GitHub - zmruhi1/spoken-digit-recognition: Experiment on Speaker-Independent Spoken Digit Recognition using NNs and statistical methods

Project overview

In this project, we developed an SDR system in a speaker-independent setting that can generalize to different speakers in real-world ASR systems. We performed a sequence classification task using two different neural networks, a simple RNN and a transformer model. Given a short audio clip as input, the respective model classifies the digit that was spoken. First, the given dataset was explored using MelSpectrograms and analyzed. Later, the raw data was fed to the neural network models to further improve inference results. We also explored two augmentation techniques SpecAugment and Wavaugment to emphasize on single-speaker generalization for global classification.

Structure

Data

The data you will use for training, validation and testing is organized as follow:

/data/
    - speech_data: contains raw wav files

The folders contains file that have been first MFCC extracted and then downsampled. In the spectro-temporal representation of speech, a speech sample can be seen as a sequence of $T$ spectral vectors as $ X = x^{1}, x^{2}, .., x^{T}$. Each spectral vector $ x^{t} \in R^{k}$ at time-step $t$ is extracted from a short speech segment (~25 milliseconds) with the assumption that the signal is time-invariant in this small time window. Here, $k$ is the number of frequency bands in the spectrogram and this is a parameter of the feature extraction pipeline. The representation is based on the Fourier transform to convert the temporal signal into the frequency domain. In this work, we fixed $k$ = 13.

Models

Baseline

Before implementing the Baseline model we first downsampled the spectrogram. As $T$ varies in different speech samples, For our Baseline model we first preprocessed the data to create equal-sized sample representations where $ X' \in R^{Nxk}$; $N$ is the number of splits of $S$ across the time-axis. Mean-pooling was applied before rearranging the vector to its downsampled version. Then the samples were fed to the baseline linear model. There was a total of 2000 training files, 497 dev files, and 503 test files.

We used a Linear SGD-based Classifier with hinge loss, which is an SVM model.

RNN

We used a simple RNN architecture that uses a single LSTM layer and a linear layer followed by softmax-based output. In this case, each input wave sample was embedded to the size of 80. The model was trained for 30 epochs with early stopping (patience=5) to select the best model without exhausting resources.

Conformer

The Conformer model introduced by \citet{conformer} is an amalgam of Convolution Neural networks and Transformers. This is based on the intuition that Transformer models can handle long-term dependencies well and Convolution models can handle local information well. Conformer was originally used in the case of speech recognition i.e. predicting the spoken text.

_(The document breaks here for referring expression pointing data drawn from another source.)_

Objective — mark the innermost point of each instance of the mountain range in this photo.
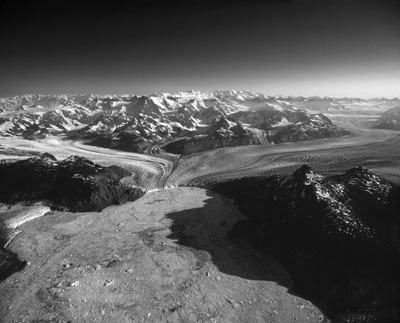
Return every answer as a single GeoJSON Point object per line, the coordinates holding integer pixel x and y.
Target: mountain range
{"type": "Point", "coordinates": [183, 122]}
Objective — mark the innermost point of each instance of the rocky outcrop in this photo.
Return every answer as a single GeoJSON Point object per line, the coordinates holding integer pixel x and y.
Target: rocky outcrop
{"type": "Point", "coordinates": [9, 262]}
{"type": "Point", "coordinates": [75, 184]}
{"type": "Point", "coordinates": [337, 236]}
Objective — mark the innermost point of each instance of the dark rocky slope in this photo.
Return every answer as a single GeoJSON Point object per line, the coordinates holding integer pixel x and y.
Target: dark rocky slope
{"type": "Point", "coordinates": [339, 236]}
{"type": "Point", "coordinates": [9, 262]}
{"type": "Point", "coordinates": [75, 184]}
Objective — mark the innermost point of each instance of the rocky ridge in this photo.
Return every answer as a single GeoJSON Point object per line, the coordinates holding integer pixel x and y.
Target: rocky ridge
{"type": "Point", "coordinates": [337, 236]}
{"type": "Point", "coordinates": [75, 184]}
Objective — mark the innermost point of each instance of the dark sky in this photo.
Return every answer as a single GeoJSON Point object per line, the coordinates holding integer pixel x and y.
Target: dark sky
{"type": "Point", "coordinates": [303, 47]}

The conformer block contains the self-attention module multi-headed self-attention module integrated with a relative sinusoidal positional encoding scheme; this module helps learn multiple long-term dependencies in a given sequence. The convolution unit has a point-wise convolution and a GLU and is succeeded by a 1-D depth-wise convolution layer. The Feedforward module has two linear transformations with a nonlinear activation function between them. In the feed-forward module Swish activation is used and further dropout is used for the purpose of regularisation. In our implementation, we have adapted this model for the case of Classification.

Statistical Experiments

Dimensionality Reduction

For dimensionality reduction, we used a t-SNE algorithm to reduce the dimensions of the spectrogram so that we can plot the data and see how our classification algorithms classify those points. We reduce the dimension of the spectrogram to 2 components of t-SNE which will act as the axes in our 2D plot. Figures below respectively show the t-SNE plots for the RNN and the Conformer model for both the dev and test set. As we can see in the plots, there don't seem to be definite clusters (based on the components generated by t-SNE) of each digit so it is a bit difficult to clearly see how accurate the classifications are from the plot. Nevertheless, we can still compare regions to get an idea of the classification accuracy or the decision boundaries.

When plotted for RNN, we can see that the classification seems to be better with fewer misclassifications as we don't see any one digit dominating the predictions. Still, there seems to be confusion between the digits 0 and 1 particularly in the dev set. In the case of the test set, the misclassification seems to be more among 3 and 8.

![](images/tsne_conf.png}

The plot is similar to that of the RNN with fewer misclassification errors. The Conformer model was much more accurate than the other two so both the original plot and the predicted model for Conformer seem similar with fewer errors. As we've discussed before in the Confusion matrix section, we can see the confusion between 9 and 1 and 8 and 6 in the plots for the dev and test set above.

Bootstrap Evaluation

To measure the statistical significance of our predictions and their accuracy on the test set the bootstrap approach was used. In Bootstrap we randomly sample 'n' examples from the test set and repeatedly evaluate our model on this bootstrapped set. % We then compare it to our existing improvement in accuracy. We repeat this process thousands of times to get a p-value based on the bootstrap test set evaluations. If the p-value is < 0.05, we can be 95% sure that the improvement in accuracy due to our neural models is not due to chance. We calculated the average accuracy for 2500 iterations for the Conformer model. While this number of iterations is not enough to concretely say that the improvement is statistically significant, the standard error is zero and the average accuracy is around 80% (close to the test accuracy of the Conformer model) which suggests that the improvement might be statistically significant.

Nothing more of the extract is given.